Big Bazaar was an Indian retail chain of hypermarkets, discount department stores, and grocery stores. The retail chain was founded by Kishore Biyani under his parent organisation Future Group, which is known for having a significant prominence in Indian retail and fashion sectors. Big Bazaar is also the parent chain of Food Bazaar, Fashion at Big Bazaar (abbreviated as fbb) and eZone where at locations it houses all under one roof, while it is sister chain of retail outlets like Brand Factory, Home Town, Central, eZone, etc.

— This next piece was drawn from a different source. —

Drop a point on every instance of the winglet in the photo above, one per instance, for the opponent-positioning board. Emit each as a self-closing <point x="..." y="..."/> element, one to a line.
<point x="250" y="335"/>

Founded in 2001, Big Bazaar is one of the oldest and largest hypermarket chains of India, housing about 300+ stores in over 120 cities and towns across the country. In February 2022, Reliance Industries took control of over 200 Future group stores and rebranded Big Bazaar as Reliance's Smart Bazaar Stores.

History 
Big Bazaar was founded in 2001 by Kishore Biyani, the founder and chief executive officer (CEO) of the parent company, the Future Group.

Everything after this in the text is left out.